There are two ways we can fix events that put us on the AAR spectrum. First, we can try to move or eliminate events that don’t fit into the blue box. This would be impossible to do. We would have to modify the thinking, and actions of everyone so that all events fit neatly into our box of acceptable expectations, fairness, and justice. I propose that trying to do that will actually make your box smaller and make more things put you on the AAR spectrum, making more things leading you to rage.
The second way, is to expand our box. Move our box so that more events meet our expectations, our view of fairness, as well as our view of justice.

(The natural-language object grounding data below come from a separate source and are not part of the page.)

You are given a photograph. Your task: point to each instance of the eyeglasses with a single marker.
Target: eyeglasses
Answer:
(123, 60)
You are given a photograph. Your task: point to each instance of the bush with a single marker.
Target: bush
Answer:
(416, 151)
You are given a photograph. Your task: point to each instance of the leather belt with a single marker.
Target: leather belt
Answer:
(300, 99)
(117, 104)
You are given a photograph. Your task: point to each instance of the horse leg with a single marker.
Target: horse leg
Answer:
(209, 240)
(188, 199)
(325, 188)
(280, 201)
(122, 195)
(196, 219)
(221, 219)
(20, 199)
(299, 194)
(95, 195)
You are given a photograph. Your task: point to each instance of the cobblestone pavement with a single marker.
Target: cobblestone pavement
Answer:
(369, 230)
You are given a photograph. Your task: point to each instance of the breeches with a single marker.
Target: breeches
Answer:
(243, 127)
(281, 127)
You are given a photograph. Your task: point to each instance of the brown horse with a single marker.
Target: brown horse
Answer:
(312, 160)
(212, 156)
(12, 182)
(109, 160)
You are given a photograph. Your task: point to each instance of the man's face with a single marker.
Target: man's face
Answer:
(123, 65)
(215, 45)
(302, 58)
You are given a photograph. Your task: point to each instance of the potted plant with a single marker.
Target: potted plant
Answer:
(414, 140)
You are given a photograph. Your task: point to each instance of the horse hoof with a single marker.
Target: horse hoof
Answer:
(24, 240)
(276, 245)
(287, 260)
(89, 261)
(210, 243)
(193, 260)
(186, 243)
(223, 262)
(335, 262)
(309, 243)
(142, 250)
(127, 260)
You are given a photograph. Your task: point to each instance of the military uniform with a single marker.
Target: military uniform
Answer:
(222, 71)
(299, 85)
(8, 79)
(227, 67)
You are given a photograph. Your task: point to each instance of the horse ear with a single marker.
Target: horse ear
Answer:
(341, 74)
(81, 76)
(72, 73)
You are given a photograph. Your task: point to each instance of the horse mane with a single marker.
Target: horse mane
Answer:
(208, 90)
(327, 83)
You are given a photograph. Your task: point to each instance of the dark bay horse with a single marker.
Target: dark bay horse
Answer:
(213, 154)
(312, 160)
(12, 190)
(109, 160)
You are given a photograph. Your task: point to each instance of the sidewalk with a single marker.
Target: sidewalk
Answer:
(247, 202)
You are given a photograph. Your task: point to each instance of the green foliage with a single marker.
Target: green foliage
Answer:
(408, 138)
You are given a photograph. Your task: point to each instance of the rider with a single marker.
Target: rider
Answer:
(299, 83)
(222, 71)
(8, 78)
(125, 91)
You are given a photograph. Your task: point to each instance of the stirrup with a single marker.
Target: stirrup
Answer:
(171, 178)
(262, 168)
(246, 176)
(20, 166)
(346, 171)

The blue box will NEVER completely fill the grey box. There will always be things that don’t meet your expectations, view of fairness, and view of justice. But the bigger you allow your box to expand, the fewer items will put you on the AAR spectrum, and the harder it will be to push you to the point of rage. Life will always throw things at you that don’t fit into your box of accepted events. But the way you handle them all depends on you. When something puts you on the spectrum, you need to analyze it and find out why it put you on the AAR spectrum. Then you need to either accept that it is not in the blue box, but that is OK and move on, or you need to expand your blue box to include the event.
I am not implying that it is an easy thing to do. It is difficult to analyze your emotions and figure out what the cause of the emotion is. But as you do that, and start expanding and moving your box around, you will find that life is better and happiness is achievable.
As a father of 9, I have watched a lot of PBS Kids. There is a character called Daniel Tiger (based on the world of Mr. Rogers Neighborhood.) Daniel has a song that basically says, “When you feel so mad you want to ROAR, take a deep breath and count to four.” This is very good advice. But while you are doing your counting cool down, you need to do a little retrospection. Look at the situation that put you on the AAR spectrum and see which of the three causes put you there. Then you can change your expectations of the situation and move yourself off the AAR spectrum. You can expand your box and move from a situation where you want to ROAR to a situation where you are having a good time and enjoying yourself.
I truly have some very wise friends, and I think my friend for sharing this insight with me. I hope this will help you have a Merrier Christmas and Holiday Season.